I previously posted about a side-gig I have with an RTC. I described the details in a separate thread some months ago, quoted below. My current predicament is that I want to increase my rate, but also that the way I bill, which is essentially fee for service (FFS), doesn't feel right to me.
For some background, I'm a fellowship trained C&A psychiatrist and have a side-gig with a residential treatment center managing their 40 residents. I charge $300 per month for each patient I manage (which is all of them) which includes a monthly follow-up visit, and $600 for intakes. I am debating asking for $750 for intakes.
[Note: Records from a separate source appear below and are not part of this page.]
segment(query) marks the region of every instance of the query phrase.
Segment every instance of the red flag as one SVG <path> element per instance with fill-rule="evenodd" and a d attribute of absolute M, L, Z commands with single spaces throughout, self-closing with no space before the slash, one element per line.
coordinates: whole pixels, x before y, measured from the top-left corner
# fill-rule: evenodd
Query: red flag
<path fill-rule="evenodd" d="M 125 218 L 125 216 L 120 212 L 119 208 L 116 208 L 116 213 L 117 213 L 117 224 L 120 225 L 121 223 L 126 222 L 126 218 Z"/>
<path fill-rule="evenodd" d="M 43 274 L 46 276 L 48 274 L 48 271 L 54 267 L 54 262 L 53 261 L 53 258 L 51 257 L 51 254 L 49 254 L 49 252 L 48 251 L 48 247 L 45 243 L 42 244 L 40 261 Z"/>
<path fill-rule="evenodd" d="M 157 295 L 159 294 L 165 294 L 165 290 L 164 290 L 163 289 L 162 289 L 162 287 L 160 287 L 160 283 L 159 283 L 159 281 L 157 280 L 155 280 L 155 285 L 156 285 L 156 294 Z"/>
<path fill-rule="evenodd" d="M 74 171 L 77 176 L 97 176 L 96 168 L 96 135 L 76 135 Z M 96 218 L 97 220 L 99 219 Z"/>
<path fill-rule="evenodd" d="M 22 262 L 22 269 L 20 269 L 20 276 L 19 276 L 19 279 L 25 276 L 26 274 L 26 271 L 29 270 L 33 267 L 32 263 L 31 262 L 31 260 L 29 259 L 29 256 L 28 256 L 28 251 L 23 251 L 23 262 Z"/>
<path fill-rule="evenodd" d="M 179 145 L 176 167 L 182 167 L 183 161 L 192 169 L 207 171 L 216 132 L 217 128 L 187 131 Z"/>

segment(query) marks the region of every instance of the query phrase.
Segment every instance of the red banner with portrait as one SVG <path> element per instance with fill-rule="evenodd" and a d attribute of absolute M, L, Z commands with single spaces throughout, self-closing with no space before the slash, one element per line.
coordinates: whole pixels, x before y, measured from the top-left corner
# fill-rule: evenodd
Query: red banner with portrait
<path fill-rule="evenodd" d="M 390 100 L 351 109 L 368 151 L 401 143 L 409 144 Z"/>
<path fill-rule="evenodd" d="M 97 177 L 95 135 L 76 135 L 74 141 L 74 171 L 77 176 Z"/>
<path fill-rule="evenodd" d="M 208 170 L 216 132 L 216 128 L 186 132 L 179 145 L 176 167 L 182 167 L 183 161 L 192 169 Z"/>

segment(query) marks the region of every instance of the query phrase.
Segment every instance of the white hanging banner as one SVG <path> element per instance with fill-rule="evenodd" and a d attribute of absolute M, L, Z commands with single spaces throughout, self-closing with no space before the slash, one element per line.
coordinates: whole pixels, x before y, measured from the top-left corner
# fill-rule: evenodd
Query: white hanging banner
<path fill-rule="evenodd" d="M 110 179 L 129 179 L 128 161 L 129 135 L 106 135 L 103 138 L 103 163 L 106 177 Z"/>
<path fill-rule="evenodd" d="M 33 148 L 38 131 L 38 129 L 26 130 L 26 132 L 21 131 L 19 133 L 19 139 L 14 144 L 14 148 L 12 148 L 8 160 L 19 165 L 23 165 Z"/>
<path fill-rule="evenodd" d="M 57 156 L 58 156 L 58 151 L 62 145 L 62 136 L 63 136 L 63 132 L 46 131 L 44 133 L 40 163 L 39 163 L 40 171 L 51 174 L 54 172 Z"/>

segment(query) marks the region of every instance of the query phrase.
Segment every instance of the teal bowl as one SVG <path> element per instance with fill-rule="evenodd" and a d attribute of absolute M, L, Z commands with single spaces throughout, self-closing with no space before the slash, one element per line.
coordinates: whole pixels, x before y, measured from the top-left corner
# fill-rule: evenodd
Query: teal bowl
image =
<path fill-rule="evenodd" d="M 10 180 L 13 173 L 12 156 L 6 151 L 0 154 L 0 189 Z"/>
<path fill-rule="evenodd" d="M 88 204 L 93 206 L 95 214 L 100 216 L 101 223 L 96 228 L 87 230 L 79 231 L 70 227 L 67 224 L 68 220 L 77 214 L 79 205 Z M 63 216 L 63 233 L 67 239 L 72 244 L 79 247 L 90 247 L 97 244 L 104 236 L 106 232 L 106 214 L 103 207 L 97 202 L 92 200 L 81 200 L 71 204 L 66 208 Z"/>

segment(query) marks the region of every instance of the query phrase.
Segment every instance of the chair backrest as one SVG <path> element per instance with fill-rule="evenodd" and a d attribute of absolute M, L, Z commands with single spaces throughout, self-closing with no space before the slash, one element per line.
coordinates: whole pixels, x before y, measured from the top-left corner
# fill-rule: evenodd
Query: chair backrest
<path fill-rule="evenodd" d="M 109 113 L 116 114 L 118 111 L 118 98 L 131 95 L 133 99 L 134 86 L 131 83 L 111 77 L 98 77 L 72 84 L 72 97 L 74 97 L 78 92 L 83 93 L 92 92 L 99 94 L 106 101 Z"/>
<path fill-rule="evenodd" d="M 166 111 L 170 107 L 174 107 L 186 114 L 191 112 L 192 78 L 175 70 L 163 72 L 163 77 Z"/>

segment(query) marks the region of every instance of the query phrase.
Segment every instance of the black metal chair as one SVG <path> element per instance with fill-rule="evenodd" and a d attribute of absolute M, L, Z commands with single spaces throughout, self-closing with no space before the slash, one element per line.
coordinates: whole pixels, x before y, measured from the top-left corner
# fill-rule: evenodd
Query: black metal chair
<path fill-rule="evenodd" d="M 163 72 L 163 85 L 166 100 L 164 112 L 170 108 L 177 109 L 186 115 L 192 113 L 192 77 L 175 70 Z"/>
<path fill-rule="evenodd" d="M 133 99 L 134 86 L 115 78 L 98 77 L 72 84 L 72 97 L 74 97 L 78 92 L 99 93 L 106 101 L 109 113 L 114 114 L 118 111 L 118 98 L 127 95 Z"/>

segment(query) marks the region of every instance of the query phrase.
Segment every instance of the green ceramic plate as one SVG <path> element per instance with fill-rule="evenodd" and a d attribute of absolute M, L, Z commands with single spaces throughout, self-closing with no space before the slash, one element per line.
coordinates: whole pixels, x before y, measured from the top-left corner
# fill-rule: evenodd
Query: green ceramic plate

The intakes I do are likely more involved than what you do; I spend an average of 30 minutes reviewing testing beforehand, 30-40 minutes interviewing the patient and their therapist, and 15-45 minutes on the phone with their parents. The intakes are the most challenging and lowest paying part of my job, and I wouldn't do them for $600 if I wasn't able to rake in the bucks through providing ongoing management afterward.
Part of what's motivating me here is a handful of clients they've accepted recently, with the understanding that they'd only be in the program for a few months until they turn 18; this puts me in the position of having put a ton of work into completing my evaluation, but then being unable to profit off the ongoing management, which I feel is much more generously compensated.


I see three options.
1) continue FFS model but increase my prices
2) switch to a flat management fee with no FFS
3) devise some sort of hybrid, to allow for flexibility

With that said, what makes the most sense? If it were entirely up to me, I think I would increase my total compensation by charging something like a $300 management fee for each kid, then on top of that, each follow-up visit I would charge $150. This would allow more flexibility in visit frequency as I could be compensated for seeing kids as often (or inoften) as they need, rather than seeing each kid once a month by default, which is how it currently is set up. I could then charge $750 for the intake, which could include management for that first month or have a pro-rated management fee added into it.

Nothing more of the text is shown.